Yes, if you need a dedicated radon detector, because it has a strong 4.4/5 rating from 1,318 reviews and is currently priced at £149, which is the all-time low. It is less compelling if you want a general air-quality monitor, since competitors like the SAF Aranet4 Home and SwitchBot unit focus on CO2 rather than radon.

How does the Bluetooth radon monitoring work on this device?

Bluetooth lets the detector send readings to the app so you can view graphs of how radon rises and falls over time. That is useful because radon levels change with ventilation, season, and room use, and the app also provides personalised tips based on the readings.

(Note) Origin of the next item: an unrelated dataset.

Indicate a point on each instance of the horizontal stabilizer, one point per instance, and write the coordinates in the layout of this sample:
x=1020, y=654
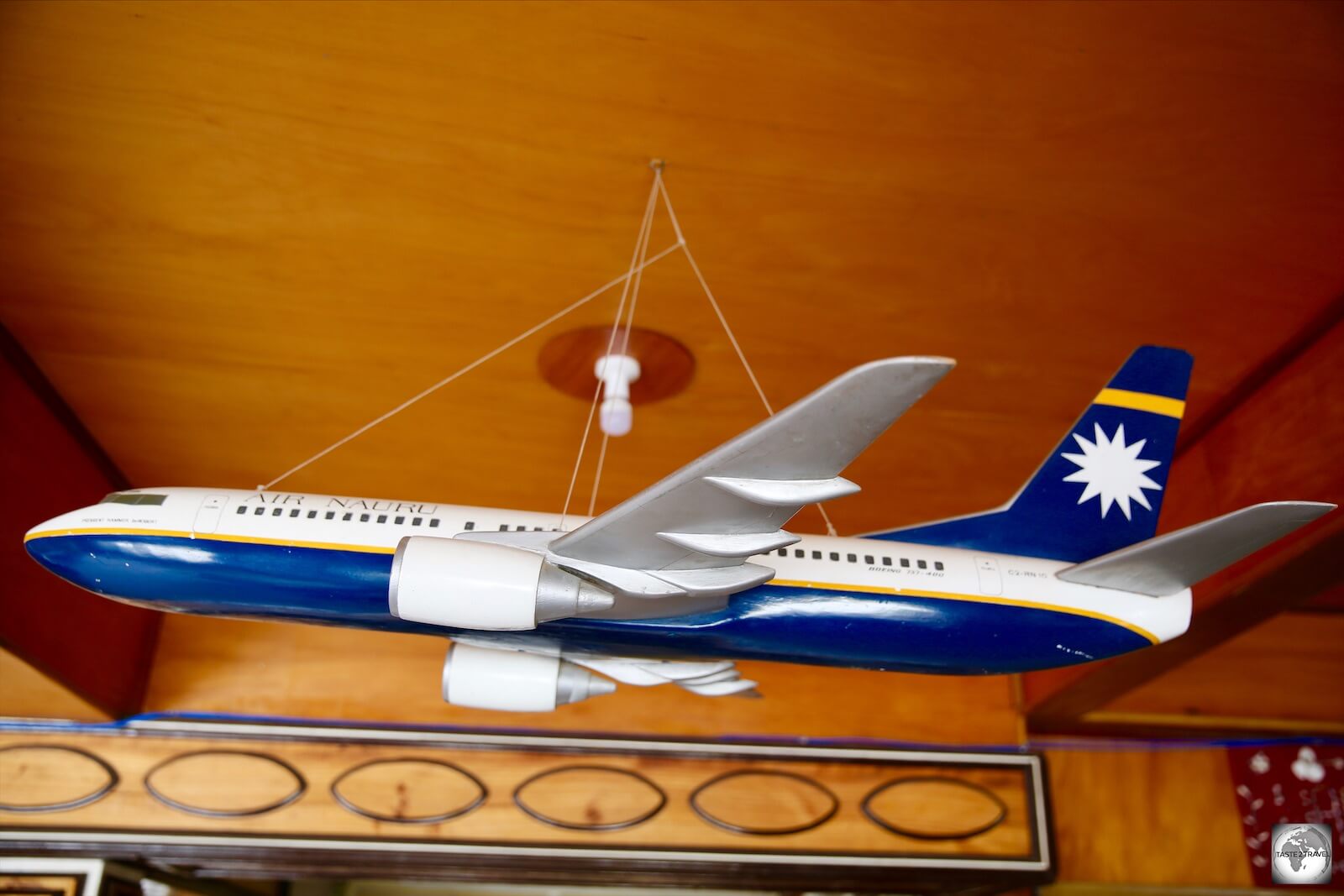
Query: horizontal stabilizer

How does this compare to the Airthings Corentium Home Radon Detector 224?

This Corentium Home 2 costs more at £149 compared with £120.95 for the Corentium Home 224, but it adds Bluetooth connectivity and app-based tracking. If you only want basic portable radon detection, the older model is cheaper; if you want graphs, tips, and a more connected experience, this newer version is the better pick.

What are the main complaints about this product?

The biggest complaints are usually about expectations: this is a radon detector, not a full indoor air-quality monitor. Some buyers also dislike the added app complexity or want more technical transparency on accuracy and calibration.

Is this useful for UK homes with damp or mould problems?

Yes, partly, because it measures temperature and humidity as well as radon, which can help you understand conditions that contribute to condensation and mould. However, it does not measure mould spores or particulate pollution directly, so it should be seen as a radon-focused tool rather than a complete damp-and-mould monitor.